Not so lucky on the road were the Cavalry and former League Leaders Blue Sox. Both got a bit of a mauling by the home side. Just to prove that nothing can be certain in sport the Canberra boys experienced the reverse of last week’s white wash when they went down 4-0 with the Heat outscoring the visitors 27-3. That’s about as embarrassing a white wash as you can get. No doubt it was a pretty sombre flight back to the Nation’s Capital although game 3 on Saturday would have given them some small comfort, going down 1-2 against the now League Leading Heat. They are still 0-10 on the road and pretty much out of the race for the play offs.
Sydney had a tough time in Melbourne going down 4 -1 in a 5 game series that included a postponed game from BOP last week with the Aces outscoring the Blue Sox 44-22. We have known all this season that the Sydney offense was lacking with little action coming from their big hitters especially with runners in scoring position. Sydney have the worst batting average in the League and its been their outstanding starting pitching that has kept them in the games so far. This weekend it was their bullpen that imploded with Paul Anderson and Aaron Sookee in particular taking a shellacking. The Sydney relievers gave up 24ER and 35H as well as 13BB in 15 innings of work. Clearly Glen Williams will be looking around for more effectiveness from his bullpen, Matt Williams was missing from the Melbourne games as was Shane Benson and he can only hope that some of the other Sydney Pro’s such as Brad Tippett [Twins], Alessio Angelucci [Padres], Tim Stanford [Rangers] and Adam O’Neill [Mets] will soon be available to fill the gap.

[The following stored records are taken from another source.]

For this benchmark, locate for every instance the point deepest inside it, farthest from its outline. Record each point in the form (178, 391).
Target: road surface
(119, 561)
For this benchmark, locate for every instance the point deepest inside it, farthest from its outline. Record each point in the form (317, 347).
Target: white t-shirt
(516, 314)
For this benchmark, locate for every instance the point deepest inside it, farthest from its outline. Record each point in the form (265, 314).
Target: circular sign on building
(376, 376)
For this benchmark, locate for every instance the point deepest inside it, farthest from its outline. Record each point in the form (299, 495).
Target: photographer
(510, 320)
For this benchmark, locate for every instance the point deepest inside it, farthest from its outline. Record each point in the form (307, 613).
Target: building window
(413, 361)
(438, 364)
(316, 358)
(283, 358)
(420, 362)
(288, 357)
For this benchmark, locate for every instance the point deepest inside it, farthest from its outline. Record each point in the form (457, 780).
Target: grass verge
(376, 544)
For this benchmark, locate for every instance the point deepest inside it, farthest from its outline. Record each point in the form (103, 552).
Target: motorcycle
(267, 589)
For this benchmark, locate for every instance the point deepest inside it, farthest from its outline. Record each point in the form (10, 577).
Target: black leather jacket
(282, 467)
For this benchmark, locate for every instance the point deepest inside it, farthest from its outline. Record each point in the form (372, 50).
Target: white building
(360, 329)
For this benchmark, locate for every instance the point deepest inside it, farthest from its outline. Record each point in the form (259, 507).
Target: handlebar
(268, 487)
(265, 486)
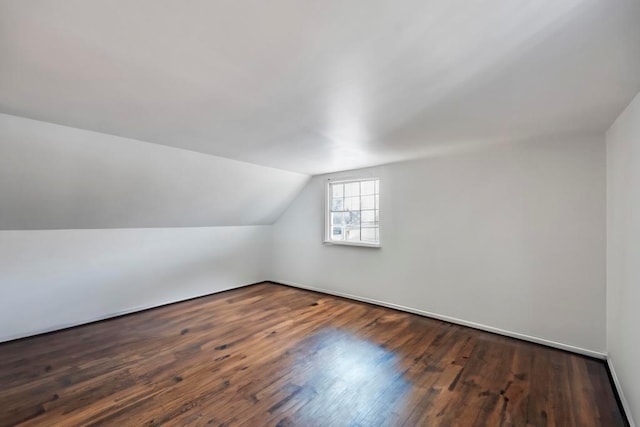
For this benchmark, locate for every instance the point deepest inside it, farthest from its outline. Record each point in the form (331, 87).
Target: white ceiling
(317, 86)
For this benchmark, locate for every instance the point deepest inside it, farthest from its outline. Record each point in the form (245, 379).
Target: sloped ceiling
(319, 86)
(57, 177)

So after the weekend the standings have changed with the Heat taking the lead over the Blue Sox. Whilst the two leading teams are still the likely finalists Adelaide and Brisbane do have strong hitting and Melbourne showed this weekend that they can beat the best. Next weekend’s round should see Perth consolidate their No 1 position with games against the Cavalry in Canberra, whilst Sydney slug it out at Norwood Oval and Melbourne make up two postponed games in Canberra and then play a mid week series against Brisbane.